The infection control restrictions post SCT are basically this, I can’t go out to public places. I can go outside. I can go for walks with company, I have come to refer to this as “walking me”. I can go to the beach, I can even swim in the ocean. I can have visitors, healthy visitors, who must wash their hands when they arrive. I have been foregoing hugging or kissing greetings as this just seems prudent at this stage. The only public places I can go to are my medical appointments and when I go I have to wear a mask and gloves. I have gotten approval to visit a couple of friends at their homes who are on the water as long as I don’t go inside their houses.
Additionally, Scot has to clean the bathrooms and the kitchen – every day. And I have to wash my hands every time I pet Minka.I have had to abandon my hatred of paper towel usage and put away all my dish towels. This apparently is not a time to “be green”.
Food restrictions include:
  • No raw fruits or vegetables. This does not include thick-skinned fruits such as melons, citrus or avocados. It does include fresh uncooked herbs (like all of the basil,mint, parsley, dill, and cilantro in our gardens) and even uncooked black pepper.
  • No restaurant food, this includes take-out, pizza, Starbucks coffee.
  • No baked goods from a bakery, has to be store bought, packaged and processed.
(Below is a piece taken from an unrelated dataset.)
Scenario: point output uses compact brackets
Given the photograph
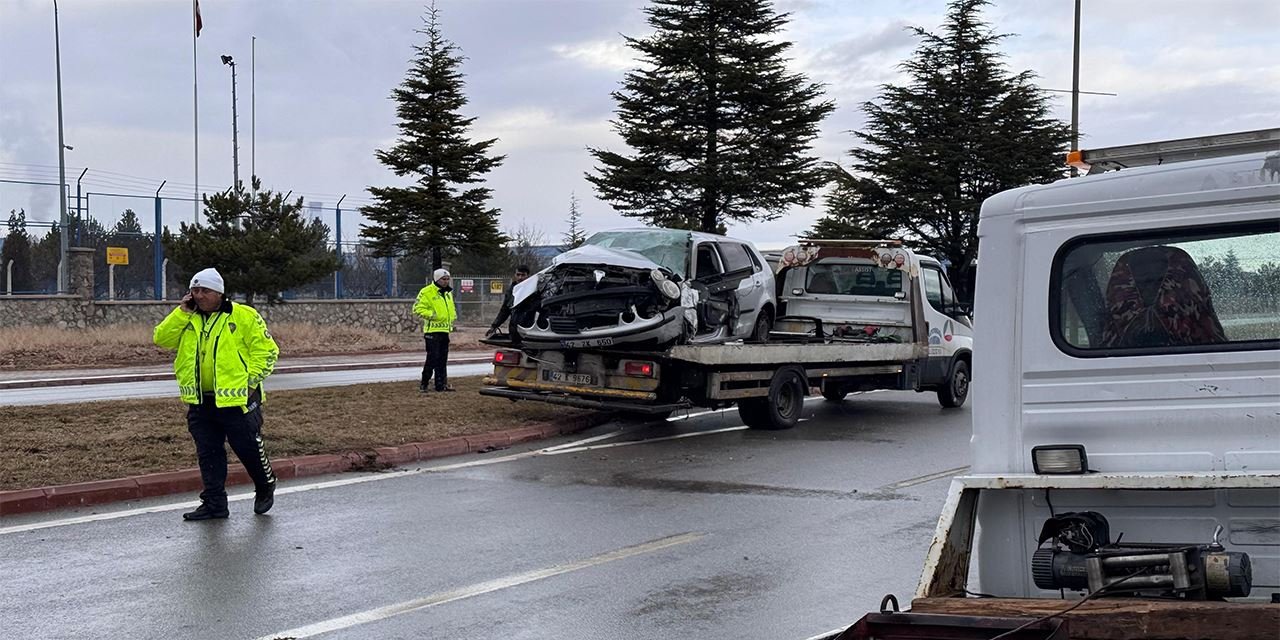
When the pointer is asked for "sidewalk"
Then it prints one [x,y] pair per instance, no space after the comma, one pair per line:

I am struggling a bit this first week home with fatigue, nausea and lack of appetite. The nausea comes and goes. I found myself saying to my local oncologist yesterday that I was trying to be brave and not take the nausea meds.  He asked “Why would you do that?” I said, “Well, not brave really, I am trying to be positive and look forward and wish the nausea away with this positive thinking.” Moments like these remind me of being in therapy, where you can’t always understand what you are thinking until you say it aloud, and then it all becomes clear. As it was yesterday, he said nothing and I added, ‘That’s dumb, should I go back to taking zofran prophylactically?” And so it goes.

They say that exercise can help with your fatigue. I did a tiny little mini portion of my old workout routine, something like a third of a half of it twice this week.  The second time was this morning. I can walk at less then my normal pace for 15 minutes without feeling the effects. The plan is to add a bit to that every day, even a minute at a time.
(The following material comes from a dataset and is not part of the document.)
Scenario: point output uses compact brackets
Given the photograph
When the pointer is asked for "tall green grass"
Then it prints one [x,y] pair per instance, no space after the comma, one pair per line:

The lack of appetite is lingering as well. I only feel like eating certain things and when I do, I can only eat a little bit of it before I am full or no longer have interest. This feeling is FAR outside how I normally feel about food and eating! I have lost 16 lbs. since I went into the hospital almost 3 weeks ago and I now weigh 5 lbs. more than I did when I got married – and haven’t seen this weight since that time (1983!).

So I am spending a lot of time on the couch watching t.v. If I do anything, emptying the dishwasher for instance, I do a portion of it and then go and rest and then do a little more and then go rest. etc.

But, this is the first week, and it should improve over time even if it is slowly. And I am not going to see James Taylor tomorrow, but I do see some lobster and corn on the cob in my future!